The analysis concentrates on interpreting the accuracy results and identifying anonymity and security limitations. We define security problems as adversarial attempts to obtain more accurate or extra data from the system that violates the anonymity constraint. Anonymity problems involve identification based on the data allowed by the anonymity constraint.
The results also show that the spatial accuracy can be adjusted through reductions in temporal resolution. The inherent delay of this approach makes it unsuitable for services that require a quick response. However, a large class of monitoring services along the scenarios of driving conditions monitoring and road hazard detection are well served by this approach. Brief delays, comparable to the delays experienced in web browsing over slower Internet connections, might also be acceptable for more interactive LBSs such as a road map service. These delays would also ensure at least 125m resolutions for the collector street area (4). Furthermore, delaying requests becomes unnecessary if the system can precompute temporal and spatial resolutions before the requests are issued. We believe that an investigation of this approach would be a worthwhile continuation of this work.
More difficult to prevent are attempts to estimate the location of a transmitter based on physical layer properties of the network. Several cooperating receivers can triangulate the position of a transmitter through methods such as time of arrival (TOA)[29]. Judging from the technical difficulties encountered in implementing the E-911 requirement for mobile phones, location information obtained through these mechanisms would likely be about 1-2 orders of magnitude less accurate than information reported by in-vehicle GPS receivers. Thus, anonymity constraints would rarely be violated.
Another potential attack seeks to trick the location server into releasing too accurate data. An adversary could spoof a number of additional virtual vehicles or have real vehicles report incorrect location information. If the location server includes these nonexistent vehicles in its computation, the released location information would likely not meet the anonymity constraints. However the location server only accepts one location beacon from each authenticated vehicle. This means, the adversary would need to acquire a potentially large number of authentication keys. Therefore, authentication keys require adequate protection, such as storage in secure hardware.
At this point, it is difficult to gauge which size of k is minimally necessary or sufficient. Fundamentally, it depends on the resources of the potential adversary. A minimum of 2 is obviously required in this particular algorithm to yield any protection. In practice, the parameter will likely be determined through user preferences.
While the basic algorithm ensures k-anonymity for individual location requests, problems can arise when requests for multiple vehicles are issued. Consider the following location tuples obtained from 4 different vehicles:
These tuples are overlapping in time and space. The first three tuples specify adjacent quadrants, while the fourth one specifies a larger quadrant that covers the three others; this scenario is also illustrated in Figure 8. For simplicity, assume that all tuples were processed with the same kmin parameter, say 3, and the time interval is too small for vehicles to significantly move. Then an adversary can conclude that request number 4 must have originated from quadrant ([1, 2],[1, 2]), because otherwise the algorithm would have chosen a smaller quadrant.
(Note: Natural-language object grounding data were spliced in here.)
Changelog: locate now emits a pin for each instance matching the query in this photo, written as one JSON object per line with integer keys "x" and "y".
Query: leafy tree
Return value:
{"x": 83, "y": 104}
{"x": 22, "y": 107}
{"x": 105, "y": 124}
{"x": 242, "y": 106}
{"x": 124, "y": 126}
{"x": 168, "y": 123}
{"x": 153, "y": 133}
This inference violates the anonymity constraint; it illustrates that an adversary gains information from tuples overlapping in time and space.
Furthermore, sophisticated adversaries may mount an identification attack if they can link multiple requests to the same subject and can repeatedly obtain the subject's location information from other sources. Consider an unpopular LBS that is rarely accessed. If this service is requested repeatedly from approximately the same spatial region, an adversary could conclude that the requests stem with high probability from the same subject (i.e., link the requests). If, in addition, the adversary knows that a certain subject was present in each of the spatial areas specified in the LBS requests, the adversary can determine with high probability that this subject originated the requests. This inference is based on the assumption that it is unlikely that other subjects from the anonymity set traveled along the same path, given the path is long enough (enough request were observed) relative to the size of the anonymity set. However, such an attack requires a large effort in determining a subject's actual position for a sufficient number of requests.
Although the anonymity constraint is not met in such cases, further research is needed to determine how serious these issues are. In practice, not every overlapping request allows such straightforward inferences and the probability of overlaps depends on the frequency of requests issued by subjects. To ensure meeting the anonymity constraint, disclosure control extensions to the cloaking algorithm could keep track of and prevent overlapping requests. Similarly, the algorithm could take into account the popularity of the accessed LBS to prevent linking of unusual requests.
Finally, it is important to realize that k-anonymity is only provided with respect to location information. Other service-specific information contained inside a message to a LBS could still identify the subject. This is analogous to anonymous communication services, which reduce reidentification risks of network addresses, but do not address other message content. Location information, however, will likely pose more serious risks than other typical message content.